Thread: 8.0.3 regexp_replace()...

8.0.3 regexp_replace()...

From
"rlee0001"
Date:
I have a stupid problem. My server is running an old version of
postgres (8.0.3) and therefore lacks the regexp_replace() function. It
does however support substring and replace functions. So what I am
trying to do is emulate the regexp_replace() function by creating a
function which finds each matching substring and replaces them by hand
in a loop. The loop is supposed to exit when there are no more matches
to replace. The problem is that the function enters and infinate loop
which brings down the server. The faulty code follows:

-- PRE-PostgreSQL 8.1 regexp_replace() function called
regexp_replacex()
CREATE OR REPLACE FUNCTION "regexp_replacex" (source varchar, pattern
varchar, replacement varchar) RETURNS varchar AS
$body$
DECLARE
 retvalue VARCHAR;
BEGIN
 retvalue = "source";
 LOOP
  retvalue = REPLACE(retvalue, SUBSTRING(retvalue FROM "pattern"),
"replacement");
  EXIT WHEN retvalue = REPLACE(retvalue, SUBSTRING(retvalue FROM
"pattern"), "replacement");
 END LOOP;
 RETURN retvalue;
END;
$body$
LANGUAGE 'plpgsql' VOLATILE CALLED ON NULL INPUT SECURITY INVOKER;

Now first of all I realize that my code is stupid and the problem is
stupid and if it were up to be I'd be running 8.1 anyway. But its not
up to me but I really need this functionality. The parameters might be
in a different order than the real 8.1 regexp_replace so pay attention
if you test it and do expect to have to kill the server when it enters
the infinate loop.

I can not beleave that nobody has done this before and yet I can't find
it anywhere on the net. I've been searching Google and Google Groups
for "postgres replace substring return function" and nothing.

Can anyone spot my folly?


Re: 8.0.3 regexp_replace()...

From
"rlee0001"
Date:
I did get the code working.
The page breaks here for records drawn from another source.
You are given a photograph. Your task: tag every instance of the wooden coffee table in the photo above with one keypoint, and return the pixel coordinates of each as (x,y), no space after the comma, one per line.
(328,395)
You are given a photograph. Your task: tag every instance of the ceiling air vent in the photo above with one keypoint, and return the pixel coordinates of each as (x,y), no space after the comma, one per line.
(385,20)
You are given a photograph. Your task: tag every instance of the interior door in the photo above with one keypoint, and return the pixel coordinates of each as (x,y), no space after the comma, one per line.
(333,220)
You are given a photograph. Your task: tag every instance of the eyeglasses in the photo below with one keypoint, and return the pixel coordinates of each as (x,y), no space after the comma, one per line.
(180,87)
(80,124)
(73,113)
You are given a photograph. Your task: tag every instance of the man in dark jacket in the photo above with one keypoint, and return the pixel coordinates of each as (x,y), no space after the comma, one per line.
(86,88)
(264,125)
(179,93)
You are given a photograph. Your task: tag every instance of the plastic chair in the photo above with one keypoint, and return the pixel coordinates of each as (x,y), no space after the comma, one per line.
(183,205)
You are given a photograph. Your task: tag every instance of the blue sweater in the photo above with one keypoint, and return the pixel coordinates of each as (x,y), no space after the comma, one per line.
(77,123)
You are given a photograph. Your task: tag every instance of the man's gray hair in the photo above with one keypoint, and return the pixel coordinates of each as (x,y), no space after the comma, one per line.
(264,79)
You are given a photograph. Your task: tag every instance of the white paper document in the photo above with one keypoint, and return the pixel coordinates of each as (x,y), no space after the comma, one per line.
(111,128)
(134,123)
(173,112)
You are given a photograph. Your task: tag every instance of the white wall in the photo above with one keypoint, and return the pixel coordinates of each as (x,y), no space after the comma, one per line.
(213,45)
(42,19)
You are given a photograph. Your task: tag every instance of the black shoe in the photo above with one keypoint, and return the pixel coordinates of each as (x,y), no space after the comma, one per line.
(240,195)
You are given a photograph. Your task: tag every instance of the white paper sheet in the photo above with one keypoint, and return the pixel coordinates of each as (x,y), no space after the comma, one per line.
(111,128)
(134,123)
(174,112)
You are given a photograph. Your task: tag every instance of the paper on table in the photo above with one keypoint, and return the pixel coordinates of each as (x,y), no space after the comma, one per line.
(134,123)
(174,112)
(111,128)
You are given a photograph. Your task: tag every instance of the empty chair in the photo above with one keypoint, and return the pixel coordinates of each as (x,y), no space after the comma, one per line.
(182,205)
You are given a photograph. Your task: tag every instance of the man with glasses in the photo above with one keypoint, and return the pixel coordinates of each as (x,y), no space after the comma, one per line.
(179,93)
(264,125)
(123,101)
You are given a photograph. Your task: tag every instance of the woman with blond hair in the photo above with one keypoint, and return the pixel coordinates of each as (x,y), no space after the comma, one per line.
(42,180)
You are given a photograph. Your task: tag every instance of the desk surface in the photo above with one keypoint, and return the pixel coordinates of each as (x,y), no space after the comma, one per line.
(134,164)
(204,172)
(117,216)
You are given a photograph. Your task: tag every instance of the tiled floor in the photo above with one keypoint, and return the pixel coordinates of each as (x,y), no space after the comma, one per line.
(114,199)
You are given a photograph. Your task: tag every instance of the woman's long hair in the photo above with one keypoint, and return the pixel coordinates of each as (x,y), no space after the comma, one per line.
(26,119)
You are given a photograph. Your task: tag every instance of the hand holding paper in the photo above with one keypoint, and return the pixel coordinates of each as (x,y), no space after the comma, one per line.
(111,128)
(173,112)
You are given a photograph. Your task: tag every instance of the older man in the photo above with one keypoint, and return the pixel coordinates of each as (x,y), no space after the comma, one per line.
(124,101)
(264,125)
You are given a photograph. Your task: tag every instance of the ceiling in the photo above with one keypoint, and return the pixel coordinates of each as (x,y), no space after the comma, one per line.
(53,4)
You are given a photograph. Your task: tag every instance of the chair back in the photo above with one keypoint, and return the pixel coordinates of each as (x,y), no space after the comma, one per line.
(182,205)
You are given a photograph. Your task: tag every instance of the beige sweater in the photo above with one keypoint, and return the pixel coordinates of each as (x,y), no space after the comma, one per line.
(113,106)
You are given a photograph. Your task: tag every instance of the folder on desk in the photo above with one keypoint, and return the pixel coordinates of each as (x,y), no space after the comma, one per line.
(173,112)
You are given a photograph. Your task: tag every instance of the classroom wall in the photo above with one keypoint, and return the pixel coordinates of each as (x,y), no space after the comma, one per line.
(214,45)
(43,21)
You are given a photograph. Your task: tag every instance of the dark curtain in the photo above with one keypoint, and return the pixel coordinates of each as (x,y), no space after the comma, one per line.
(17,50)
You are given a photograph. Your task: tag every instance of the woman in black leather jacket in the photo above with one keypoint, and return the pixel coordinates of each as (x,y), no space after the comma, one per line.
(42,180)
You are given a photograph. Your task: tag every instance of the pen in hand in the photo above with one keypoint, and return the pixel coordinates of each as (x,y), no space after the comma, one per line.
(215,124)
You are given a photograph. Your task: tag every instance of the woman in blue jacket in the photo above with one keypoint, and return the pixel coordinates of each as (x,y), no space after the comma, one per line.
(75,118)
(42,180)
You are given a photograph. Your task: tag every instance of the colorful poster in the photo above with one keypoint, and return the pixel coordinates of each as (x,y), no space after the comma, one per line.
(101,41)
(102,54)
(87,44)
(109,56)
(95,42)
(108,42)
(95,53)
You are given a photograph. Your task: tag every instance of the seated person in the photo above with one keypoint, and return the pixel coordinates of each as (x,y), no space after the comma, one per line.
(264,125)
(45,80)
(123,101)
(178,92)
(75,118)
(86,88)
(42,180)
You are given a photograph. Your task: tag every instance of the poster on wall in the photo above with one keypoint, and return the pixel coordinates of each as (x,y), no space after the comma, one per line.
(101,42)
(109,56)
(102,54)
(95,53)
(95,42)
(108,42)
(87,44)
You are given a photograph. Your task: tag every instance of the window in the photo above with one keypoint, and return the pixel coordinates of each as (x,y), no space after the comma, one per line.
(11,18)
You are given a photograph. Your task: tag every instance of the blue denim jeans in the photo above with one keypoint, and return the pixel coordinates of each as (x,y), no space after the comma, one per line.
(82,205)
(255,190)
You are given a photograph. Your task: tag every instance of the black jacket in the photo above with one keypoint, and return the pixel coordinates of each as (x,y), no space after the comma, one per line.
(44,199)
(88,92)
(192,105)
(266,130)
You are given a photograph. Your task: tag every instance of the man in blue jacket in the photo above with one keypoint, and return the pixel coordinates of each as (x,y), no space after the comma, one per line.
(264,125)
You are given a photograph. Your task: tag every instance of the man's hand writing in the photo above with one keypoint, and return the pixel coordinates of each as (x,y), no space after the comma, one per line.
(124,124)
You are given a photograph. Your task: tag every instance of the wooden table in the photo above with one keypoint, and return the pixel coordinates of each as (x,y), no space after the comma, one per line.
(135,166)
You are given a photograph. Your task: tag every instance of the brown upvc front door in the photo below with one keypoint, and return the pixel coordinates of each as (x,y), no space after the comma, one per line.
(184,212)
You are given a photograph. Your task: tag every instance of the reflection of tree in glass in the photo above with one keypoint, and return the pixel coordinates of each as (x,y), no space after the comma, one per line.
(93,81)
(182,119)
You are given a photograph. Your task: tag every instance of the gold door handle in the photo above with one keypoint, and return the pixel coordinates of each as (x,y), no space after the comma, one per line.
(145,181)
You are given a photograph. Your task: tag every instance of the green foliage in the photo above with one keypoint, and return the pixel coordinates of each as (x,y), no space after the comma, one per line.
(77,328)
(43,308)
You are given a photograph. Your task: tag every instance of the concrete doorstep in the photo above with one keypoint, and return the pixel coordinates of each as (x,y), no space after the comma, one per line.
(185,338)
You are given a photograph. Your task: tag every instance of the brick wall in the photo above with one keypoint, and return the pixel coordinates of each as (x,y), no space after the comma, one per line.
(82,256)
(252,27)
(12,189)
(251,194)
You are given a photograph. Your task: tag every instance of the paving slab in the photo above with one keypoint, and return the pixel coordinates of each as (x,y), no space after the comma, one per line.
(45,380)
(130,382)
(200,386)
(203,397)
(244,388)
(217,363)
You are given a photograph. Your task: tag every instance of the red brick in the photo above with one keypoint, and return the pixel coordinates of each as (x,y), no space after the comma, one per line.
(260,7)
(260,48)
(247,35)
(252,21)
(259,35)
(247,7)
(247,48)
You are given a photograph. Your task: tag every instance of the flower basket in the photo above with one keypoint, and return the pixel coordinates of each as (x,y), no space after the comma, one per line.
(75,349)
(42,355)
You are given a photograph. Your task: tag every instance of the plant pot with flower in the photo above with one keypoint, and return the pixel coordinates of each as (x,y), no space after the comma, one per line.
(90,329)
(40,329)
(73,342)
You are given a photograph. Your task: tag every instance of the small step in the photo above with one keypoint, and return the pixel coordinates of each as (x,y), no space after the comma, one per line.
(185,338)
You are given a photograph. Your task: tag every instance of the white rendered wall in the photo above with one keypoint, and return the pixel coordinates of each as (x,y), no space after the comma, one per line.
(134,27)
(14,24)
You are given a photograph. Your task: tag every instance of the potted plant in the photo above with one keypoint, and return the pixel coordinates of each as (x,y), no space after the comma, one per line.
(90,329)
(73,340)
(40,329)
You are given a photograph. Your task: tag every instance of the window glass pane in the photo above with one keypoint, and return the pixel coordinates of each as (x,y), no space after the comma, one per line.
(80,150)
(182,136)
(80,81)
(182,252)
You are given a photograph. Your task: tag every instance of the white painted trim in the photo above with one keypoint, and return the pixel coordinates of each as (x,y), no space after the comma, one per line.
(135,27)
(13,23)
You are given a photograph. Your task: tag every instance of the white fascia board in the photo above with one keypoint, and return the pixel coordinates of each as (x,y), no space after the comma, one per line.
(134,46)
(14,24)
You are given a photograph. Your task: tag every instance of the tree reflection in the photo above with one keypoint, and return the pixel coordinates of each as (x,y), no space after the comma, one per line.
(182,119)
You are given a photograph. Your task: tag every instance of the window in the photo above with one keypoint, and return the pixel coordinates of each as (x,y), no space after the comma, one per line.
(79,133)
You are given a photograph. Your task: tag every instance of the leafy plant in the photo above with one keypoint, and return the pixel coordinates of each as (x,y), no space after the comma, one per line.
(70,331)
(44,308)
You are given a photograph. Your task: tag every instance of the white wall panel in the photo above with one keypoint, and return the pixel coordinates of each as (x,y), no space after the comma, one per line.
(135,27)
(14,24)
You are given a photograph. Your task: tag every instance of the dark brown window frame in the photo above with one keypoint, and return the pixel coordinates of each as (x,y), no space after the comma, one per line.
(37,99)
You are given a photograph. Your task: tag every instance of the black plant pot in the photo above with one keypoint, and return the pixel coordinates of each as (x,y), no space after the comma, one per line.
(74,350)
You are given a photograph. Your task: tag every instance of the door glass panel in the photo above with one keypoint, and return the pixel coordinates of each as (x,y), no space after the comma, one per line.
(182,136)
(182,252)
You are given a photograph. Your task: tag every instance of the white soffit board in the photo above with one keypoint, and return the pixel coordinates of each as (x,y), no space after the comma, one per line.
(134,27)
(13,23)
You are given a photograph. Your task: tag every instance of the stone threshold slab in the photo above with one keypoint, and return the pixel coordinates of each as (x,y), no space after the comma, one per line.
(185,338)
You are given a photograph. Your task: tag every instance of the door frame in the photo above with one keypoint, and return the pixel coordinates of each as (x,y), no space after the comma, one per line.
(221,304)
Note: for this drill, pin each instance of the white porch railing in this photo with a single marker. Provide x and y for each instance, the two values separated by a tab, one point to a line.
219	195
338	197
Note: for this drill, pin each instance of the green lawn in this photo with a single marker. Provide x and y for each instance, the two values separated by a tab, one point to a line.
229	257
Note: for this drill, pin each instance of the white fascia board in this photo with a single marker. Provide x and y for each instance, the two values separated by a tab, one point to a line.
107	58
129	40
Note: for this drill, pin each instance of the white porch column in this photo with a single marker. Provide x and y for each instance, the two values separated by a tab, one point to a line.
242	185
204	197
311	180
The function DDL follows:

CREATE OR REPLACE FUNCTION "webadmin"."regexp_replacex" (source
varchar, pattern varchar, replacement varchar) RETURNS varchar AS
$body$
DECLARE
 retvalue VARCHAR;
BEGIN
 retvalue = "source";
 LOOP
  retvalue = REPLACE(retvalue, COALESCE(SUBSTRING(retvalue FROM
"pattern"), ''), "replacement");
  EXIT WHEN retvalue = REPLACE(retvalue, COALESCE(SUBSTRING(retvalue
FROM "pattern"), ''), "replacement");
 END LOOP;
 RETURN retvalue;
END;
$body$
LANGUAGE 'plpgsql' VOLATILE CALLED ON NULL INPUT SECURITY INVOKER;

The problem was that SUBSTRING returns NULL if it cannot find any
matches for the pattern and when the second parameter to REPLACE
returns NULL, REPLACE returns NULL (which is idiotic). Using COALESCE I
ensure that is SUBSTRING cannot find a match that '' (empty string) is
sent to REPLACE. REPLACE then behaves as expected and replaces nothing.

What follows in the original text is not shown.